When portfolio managers take a position in a company’s shares, or even think about taking a position, it’s a highly analytical process. But interpersonal dynamics have an impact too. When a CEO makes an investor’s Spidey sense tingle, it can derail the investor’s interest. Here’s some ways I’ve seen CEOs get on the wrong side of an investor.
Outsized compensation. Despite prevailing sky-high compensation for CEOs, it still makes investors jumpy. Among S&P 500 companies, the CEO’s salary has less of an impact. But among small and mid-cap companies the impact is larger. When a CEO is making $5 million a year, the investor will register a risk that the CEO might be fat, happy and overly motivated to maintain the status quo.
Company shares are a small part of overall wealth. If a company stumbles, and the portfolio manager (and his or her investors) lose, they want the CEO to lose too. It’s not vindictive, but rather a question of aligning interests. When a vast majority of the CEO’s wealth is tied up in the company’s shares, this alignment is achieved.
Always selling. Some CEOs spend most of their time talking and meeting with potential investors. CEO access is a positive, but only to a point. When CEOs are always selling stock, they’re not managing and investors are attuned to this. From an IR perspective, it can be far more productive to meet with existing investors and squelch selling at the source than fishing for new investors.
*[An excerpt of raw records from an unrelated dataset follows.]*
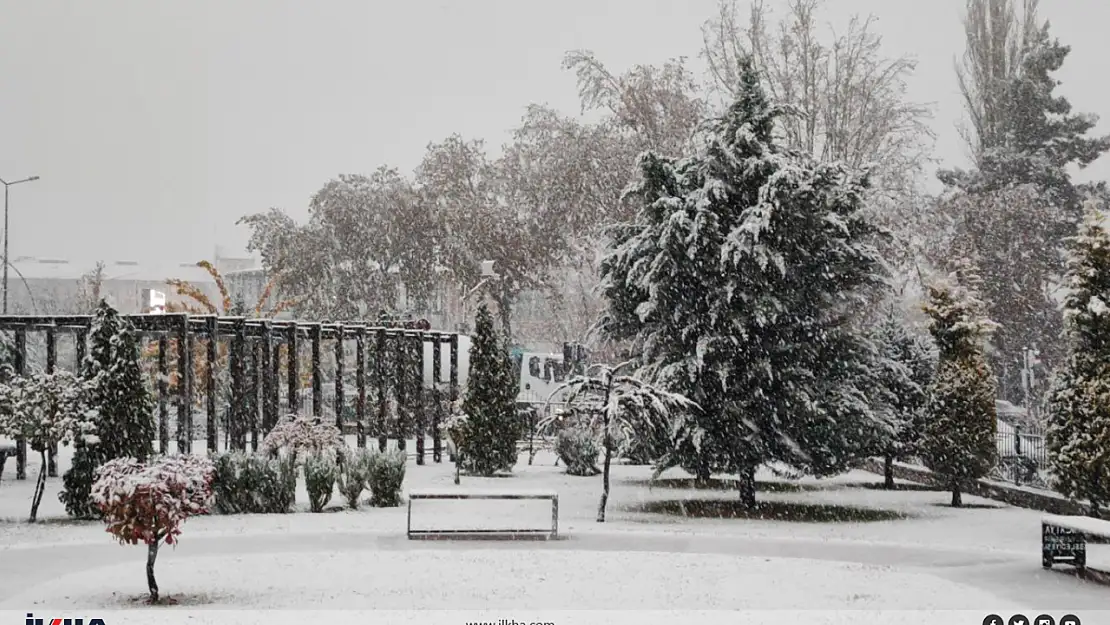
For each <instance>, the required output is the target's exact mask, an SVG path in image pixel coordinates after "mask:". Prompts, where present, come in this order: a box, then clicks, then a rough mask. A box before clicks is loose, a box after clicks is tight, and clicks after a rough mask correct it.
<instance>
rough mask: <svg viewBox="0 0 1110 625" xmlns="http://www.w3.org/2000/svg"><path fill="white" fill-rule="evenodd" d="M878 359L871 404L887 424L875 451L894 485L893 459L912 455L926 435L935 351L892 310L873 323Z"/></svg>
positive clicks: (873, 339) (884, 475) (884, 314)
mask: <svg viewBox="0 0 1110 625" xmlns="http://www.w3.org/2000/svg"><path fill="white" fill-rule="evenodd" d="M871 340H872V341H874V342H875V346H876V350H877V352H878V359H877V363H876V367H875V370H874V373H875V375H876V384H875V385H874V401H872V403H874V405H875V410H876V413H877V414H878V415H879V416H880V417H881V419H882V421H884V422H885V423H886V424H887V425H888V431H887V435H886V436H885V437H884V440H882V443H881V448H880V450H879V451H880V453H881V455H882V460H884V484H885V487H887V488H894V486H895V476H894V463H895V461H904V460H909V458H911V457H915V456H917V455H918V454H919V452H920V447H921V436H922V435H924V433H925V425H926V420H925V406H926V400H927V399H928V394H927V392H928V389H929V383H930V382H931V381H932V375H934V373H935V372H936V366H937V362H936V360H937V359H936V354H934V350H932V345H931V343H930V342H929V341H928V340H927V337H924V336H917V335H915V334H912V333H911V332H910V331H909V330H908V329H907V327H906V323H905V321H904V320H902V319H901V317H900V315H898V314H897V313H896V312H895V310H894V309H892V308H891V309H890V310H888V311H887V312H886V313H884V314H882V315H881V316H880V317H879V319H878V321H877V323H876V324H875V325H874V326H872V330H871Z"/></svg>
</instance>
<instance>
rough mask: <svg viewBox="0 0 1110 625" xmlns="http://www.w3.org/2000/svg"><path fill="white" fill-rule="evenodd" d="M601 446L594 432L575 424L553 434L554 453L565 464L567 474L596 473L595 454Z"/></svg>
mask: <svg viewBox="0 0 1110 625" xmlns="http://www.w3.org/2000/svg"><path fill="white" fill-rule="evenodd" d="M598 454H601V448H599V447H598V445H597V440H596V438H595V436H594V433H593V432H591V431H589V430H588V429H586V427H584V426H581V425H575V426H571V427H565V429H563V430H561V431H559V433H558V434H557V435H556V436H555V455H557V456H558V458H559V460H561V461H563V464H564V465H565V466H566V473H567V474H568V475H597V474H598V473H601V470H599V468H597V456H598Z"/></svg>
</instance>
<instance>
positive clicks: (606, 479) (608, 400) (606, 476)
mask: <svg viewBox="0 0 1110 625" xmlns="http://www.w3.org/2000/svg"><path fill="white" fill-rule="evenodd" d="M614 373H615V372H614V371H613V370H609V372H608V374H607V377H608V380H606V382H605V397H604V399H603V401H602V410H603V411H605V412H604V413H603V416H602V426H603V427H604V430H603V432H604V436H603V438H602V444H603V446H604V447H605V465H604V468H602V501H601V503H598V504H597V522H598V523H605V505H606V504H608V502H609V465H610V464H612V462H613V437H612V436H609V419H610V417H612V415H610V414H609V412H608V405H609V397H610V396H612V394H613V377H614Z"/></svg>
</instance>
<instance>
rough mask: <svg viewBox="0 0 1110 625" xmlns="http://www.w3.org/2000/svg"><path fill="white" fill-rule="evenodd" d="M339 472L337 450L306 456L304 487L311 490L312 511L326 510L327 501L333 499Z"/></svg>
mask: <svg viewBox="0 0 1110 625" xmlns="http://www.w3.org/2000/svg"><path fill="white" fill-rule="evenodd" d="M339 473H340V467H339V464H337V463H336V462H335V452H331V451H323V452H313V453H311V454H309V455H306V456H305V457H304V487H305V490H306V491H309V506H310V508H311V510H312V512H324V507H325V506H326V505H327V502H330V501H332V494H333V493H334V492H335V480H336V477H339Z"/></svg>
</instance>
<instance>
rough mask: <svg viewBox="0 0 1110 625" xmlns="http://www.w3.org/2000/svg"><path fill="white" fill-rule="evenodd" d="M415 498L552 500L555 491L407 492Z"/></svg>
mask: <svg viewBox="0 0 1110 625" xmlns="http://www.w3.org/2000/svg"><path fill="white" fill-rule="evenodd" d="M408 498H417V500H552V498H556V500H557V498H558V493H556V492H555V491H544V490H528V488H435V490H433V488H422V490H414V491H410V492H408Z"/></svg>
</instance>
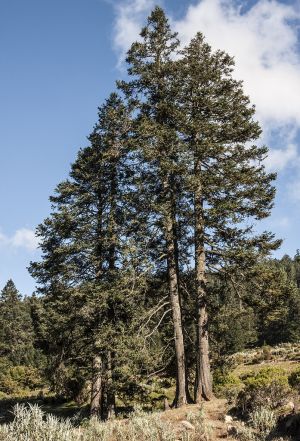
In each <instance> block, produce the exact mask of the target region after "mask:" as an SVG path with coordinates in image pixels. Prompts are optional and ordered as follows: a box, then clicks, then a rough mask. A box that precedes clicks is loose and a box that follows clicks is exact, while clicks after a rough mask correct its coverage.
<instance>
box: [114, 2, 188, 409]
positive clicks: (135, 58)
mask: <svg viewBox="0 0 300 441" xmlns="http://www.w3.org/2000/svg"><path fill="white" fill-rule="evenodd" d="M140 35H141V37H142V41H141V42H136V43H133V45H132V46H131V48H130V50H129V51H128V55H127V63H128V64H129V68H128V73H129V76H130V77H131V78H130V80H129V81H128V82H119V87H120V88H121V89H122V90H123V92H124V93H125V95H126V96H127V98H128V99H129V102H132V103H133V104H134V106H135V109H136V111H137V113H136V118H135V123H134V126H133V132H134V135H133V138H134V141H135V142H134V146H135V148H136V149H138V151H139V152H140V154H141V156H142V159H141V162H142V166H143V167H144V174H143V178H144V182H143V184H144V185H143V187H142V188H143V192H144V193H146V194H147V203H148V222H149V223H150V224H151V226H150V227H149V229H150V230H151V229H154V230H155V231H156V232H157V234H158V235H159V236H161V237H162V239H163V242H164V244H165V246H164V247H163V250H162V253H163V255H165V259H164V260H165V261H166V264H167V272H168V281H169V293H170V303H171V308H172V317H173V326H174V337H175V353H176V365H177V382H176V398H175V405H176V406H181V405H183V404H185V403H186V402H187V399H188V388H187V382H186V362H185V350H184V336H183V327H182V316H181V304H180V303H181V301H180V281H179V254H178V248H179V238H178V234H179V231H178V208H179V207H178V205H179V201H180V198H179V197H178V192H179V189H180V182H179V181H178V177H179V176H180V175H179V174H178V173H177V172H176V170H177V168H178V167H179V165H178V163H177V160H178V152H179V150H180V139H179V137H178V133H177V127H176V124H175V110H176V109H175V107H174V105H173V101H174V96H173V92H174V91H173V88H172V85H173V83H174V82H172V80H173V78H174V67H175V64H174V62H173V61H172V58H173V56H174V54H175V53H176V50H177V48H178V45H179V42H178V40H177V37H176V34H173V33H172V32H171V29H170V26H169V23H168V20H167V18H166V16H165V14H164V11H163V10H162V9H161V8H159V7H156V8H155V9H154V10H153V12H152V13H151V15H150V16H149V18H148V23H147V25H146V27H144V28H143V29H142V31H141V34H140Z"/></svg>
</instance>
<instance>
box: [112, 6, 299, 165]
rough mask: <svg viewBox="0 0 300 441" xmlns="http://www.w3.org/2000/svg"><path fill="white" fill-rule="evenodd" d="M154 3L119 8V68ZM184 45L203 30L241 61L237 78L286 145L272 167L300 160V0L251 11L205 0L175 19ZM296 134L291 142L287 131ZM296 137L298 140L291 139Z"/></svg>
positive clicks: (174, 25)
mask: <svg viewBox="0 0 300 441" xmlns="http://www.w3.org/2000/svg"><path fill="white" fill-rule="evenodd" d="M154 3H155V4H157V3H161V2H159V1H158V2H157V1H156V2H155V1H153V0H127V1H126V0H124V1H119V2H117V3H116V4H117V6H115V8H116V9H115V10H116V21H115V33H114V46H115V49H116V51H117V53H118V61H119V64H120V63H121V62H122V60H124V57H125V53H126V51H127V50H128V48H129V47H130V44H131V43H132V42H133V41H135V40H137V39H138V38H139V37H138V36H139V31H140V28H141V26H142V25H143V24H144V23H145V15H146V14H148V12H149V11H150V9H151V8H152V7H153V5H154ZM171 21H172V25H173V28H174V29H175V30H176V31H177V32H178V34H179V37H180V39H181V41H182V43H183V44H187V43H188V42H189V41H190V39H191V38H193V36H194V35H195V34H196V32H198V31H201V32H203V34H204V35H205V37H206V39H207V41H208V43H209V44H211V46H212V47H213V49H222V50H225V51H226V52H228V53H229V54H230V55H232V56H234V57H235V61H236V69H235V72H234V75H235V76H236V77H237V78H238V79H242V80H243V81H244V89H245V91H246V93H247V94H248V95H249V96H250V98H251V101H252V102H253V103H254V104H255V105H256V108H257V118H258V119H259V121H260V122H261V123H262V125H263V128H264V131H265V132H266V134H268V133H271V132H272V131H273V129H274V127H276V130H277V134H278V136H279V139H280V140H281V144H280V145H279V143H278V142H277V143H276V146H274V137H272V133H271V136H265V140H266V141H267V142H268V143H270V140H271V141H272V142H271V145H272V147H273V148H272V150H271V152H270V157H269V159H268V160H267V166H268V167H269V168H270V169H272V170H273V169H275V170H278V171H281V170H283V169H284V168H286V167H288V166H289V165H291V164H293V163H295V159H296V158H298V156H299V154H300V153H299V152H297V144H296V133H297V129H299V128H300V105H299V96H300V51H299V25H300V1H299V0H295V1H294V2H293V3H292V4H284V3H282V2H280V1H279V0H258V1H257V2H256V3H255V4H254V5H253V6H252V7H250V8H249V9H248V10H247V11H246V12H243V11H242V8H241V6H239V5H238V2H236V1H234V0H200V1H198V3H196V4H193V5H190V6H189V7H188V9H187V12H186V14H185V16H184V17H182V18H181V19H179V20H171ZM287 127H288V129H289V130H290V134H289V136H288V139H286V137H285V133H286V130H287ZM291 134H292V135H291Z"/></svg>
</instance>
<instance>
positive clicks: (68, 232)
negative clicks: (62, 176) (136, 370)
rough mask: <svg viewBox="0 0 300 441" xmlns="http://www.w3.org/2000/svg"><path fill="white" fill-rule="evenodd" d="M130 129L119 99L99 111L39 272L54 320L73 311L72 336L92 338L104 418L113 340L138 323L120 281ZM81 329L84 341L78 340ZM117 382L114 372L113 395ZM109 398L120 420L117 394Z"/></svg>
mask: <svg viewBox="0 0 300 441" xmlns="http://www.w3.org/2000/svg"><path fill="white" fill-rule="evenodd" d="M129 124H130V118H129V112H128V110H127V108H126V107H125V106H124V104H123V103H122V101H121V99H120V98H119V97H118V96H117V95H116V94H114V93H113V94H111V96H110V97H109V98H108V100H107V101H106V103H105V104H104V105H103V106H102V107H101V108H100V109H99V121H98V123H97V125H96V126H95V129H94V131H93V133H92V134H91V136H90V137H89V139H90V142H91V145H90V146H89V147H86V148H85V149H82V150H81V151H80V152H79V155H78V158H77V160H76V161H75V163H74V164H73V165H72V170H71V173H70V179H69V180H67V181H65V182H62V183H61V184H59V186H58V187H57V190H56V195H55V196H53V197H52V198H51V201H52V203H53V213H52V215H51V216H50V217H49V218H48V219H46V220H45V222H44V223H43V224H41V225H40V226H39V228H38V235H39V236H40V238H41V248H42V250H43V260H42V262H40V263H32V265H31V272H32V274H33V275H34V276H35V277H36V278H37V280H38V282H39V283H41V286H42V288H41V290H42V292H43V293H44V294H45V295H46V297H48V299H49V301H48V305H50V309H52V310H53V311H56V313H55V312H54V317H56V316H57V315H58V316H60V317H63V316H64V315H66V309H65V308H70V314H69V317H68V318H67V317H66V316H65V318H63V320H62V326H63V328H64V330H65V333H68V334H69V332H68V328H69V331H70V321H71V322H73V325H71V329H73V330H74V336H76V337H78V339H79V340H81V341H82V338H83V337H84V336H85V337H84V338H85V339H86V340H85V343H86V344H85V347H86V348H87V347H88V348H89V351H88V352H90V353H92V354H93V357H92V358H93V360H92V361H91V365H92V371H93V373H92V392H91V395H92V398H91V413H92V414H97V415H98V414H99V413H100V410H101V405H102V403H101V400H102V391H103V378H104V377H105V374H104V373H105V369H104V367H106V368H107V366H108V365H109V371H110V372H111V370H112V367H111V366H112V364H113V351H112V347H113V345H114V340H113V339H112V340H111V338H110V337H112V336H113V335H114V334H115V333H116V329H114V326H115V327H117V323H116V320H118V319H119V320H120V322H121V320H122V319H123V320H125V321H126V320H127V319H129V317H130V314H129V313H128V317H127V316H126V313H125V310H126V301H125V300H124V298H123V299H122V300H123V304H122V300H121V292H120V291H118V289H120V281H119V279H120V278H119V276H117V273H119V272H120V268H121V267H122V266H124V255H125V253H121V248H122V247H123V251H124V246H123V244H122V242H125V236H126V233H125V230H124V225H125V223H126V222H125V212H126V192H127V183H124V182H125V181H124V180H125V179H126V178H127V173H128V171H127V166H126V161H125V157H126V148H127V147H126V142H125V140H126V137H127V133H128V131H129ZM113 287H115V290H114V289H113ZM130 301H132V300H130ZM118 305H119V308H118ZM62 306H63V309H65V310H63V309H62ZM71 306H73V308H71ZM127 312H128V311H127ZM118 314H119V317H117V315H118ZM58 323H59V320H58ZM74 323H75V324H77V328H76V326H75V327H74ZM66 324H68V326H66ZM76 329H77V331H76ZM80 329H81V333H82V335H81V338H80V336H78V335H77V334H78V332H79V330H80ZM63 347H65V344H63ZM84 352H85V357H87V358H88V355H89V354H88V352H87V351H84ZM111 383H112V381H111V373H110V374H109V381H108V385H109V387H110V389H112V385H111ZM106 386H107V384H106ZM107 387H108V386H107ZM107 397H108V400H109V403H108V407H109V413H110V414H112V413H113V406H114V403H113V401H114V399H113V394H112V390H110V391H108V392H107Z"/></svg>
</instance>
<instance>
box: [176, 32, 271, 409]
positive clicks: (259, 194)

Arriving with an entourage. For a non deal roadshow, when there’s a single portfolio manager with a notepad sitting across from 6 company representatives, it’s awkward. Further, the investor starts asking: Does the CEO have an outsized ego? Is the CEO insecure? Are other company executives afraid to have the CEO talk to investors alone?
Deal oriented. Investors can smell a ‘deal guy’ a mile away. There’s nothing wrong with being transactionally oriented per se, but it establishes a hurdle the CEO must overcome. Specifically, the investor is left to wonder: is this CEO a steward of long term value or simply the architect of the next transaction?
None of these traits are deal killers per se. However, what they can do is establish a negative perception that must be overcome, or worse, gets exacerbated over time.
Meeting with investors seems compulsory, but it isn’t. And it’s rife with risks too. Remember, the very best investor relations program includes a CEO who sticks to his or her knitting and grows earnings.